Installation view of the group exhibition entitled The Spectacle at THEFOURTH earlier this year, featuring works from the Spectrum Series by Warther Dixon.

One year, sculptor Rodan Kane Hart and interior designer Maybe Corpaci decided to try something out of the ordinary to coincide with the Investec Cape Town Art Fair. Instead of exhibiting in a booth, they launched a side project showing art in their own apartment in the Exchange Building off St George’s Mall in the CBD. They called the event/exhibition “Apartment”. “It acted as a non-conventional exhibition, replacing the traditional gallery space with that of a domestic living environment,” they wrote in their brochure at the time.
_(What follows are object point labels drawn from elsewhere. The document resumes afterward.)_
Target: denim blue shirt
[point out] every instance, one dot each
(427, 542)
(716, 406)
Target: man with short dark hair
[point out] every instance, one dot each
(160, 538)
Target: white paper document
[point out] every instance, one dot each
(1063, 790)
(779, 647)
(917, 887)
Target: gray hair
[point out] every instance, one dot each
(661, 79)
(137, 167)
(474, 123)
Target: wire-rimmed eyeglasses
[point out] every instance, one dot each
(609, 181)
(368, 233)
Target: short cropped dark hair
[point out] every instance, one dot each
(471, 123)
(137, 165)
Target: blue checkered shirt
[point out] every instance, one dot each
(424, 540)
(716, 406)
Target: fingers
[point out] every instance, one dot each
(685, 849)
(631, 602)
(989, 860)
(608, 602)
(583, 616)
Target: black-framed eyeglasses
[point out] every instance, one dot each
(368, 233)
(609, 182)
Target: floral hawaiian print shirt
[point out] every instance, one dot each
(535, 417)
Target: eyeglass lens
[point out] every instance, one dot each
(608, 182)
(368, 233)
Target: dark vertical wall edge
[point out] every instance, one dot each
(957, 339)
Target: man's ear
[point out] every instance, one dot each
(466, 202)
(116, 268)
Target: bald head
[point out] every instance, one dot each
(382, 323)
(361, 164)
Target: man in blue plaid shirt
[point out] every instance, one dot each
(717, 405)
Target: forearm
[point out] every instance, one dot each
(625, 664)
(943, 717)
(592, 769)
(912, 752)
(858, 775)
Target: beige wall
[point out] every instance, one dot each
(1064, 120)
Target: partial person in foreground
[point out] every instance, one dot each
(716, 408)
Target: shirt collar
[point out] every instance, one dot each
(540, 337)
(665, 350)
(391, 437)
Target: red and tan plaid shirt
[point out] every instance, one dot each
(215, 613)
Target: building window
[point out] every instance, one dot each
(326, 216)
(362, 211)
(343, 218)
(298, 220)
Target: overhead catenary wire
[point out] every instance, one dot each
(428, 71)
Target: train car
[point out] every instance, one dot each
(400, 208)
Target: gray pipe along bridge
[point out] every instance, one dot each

That experiment led them to establish a more formally commercial space on the building’s fourth floor – hence THEFOURTH – that expanded the idea of showing art in a living environment rather than a white cube. “The intention behind this hybrid is to create a space that is invariably commercial, whilst at the same time informative. Viewers will be in a position to understand more about design, its history and its inextricable relationship with art.” They have since extended THEFOURTH’s endeavours to include a residency programme.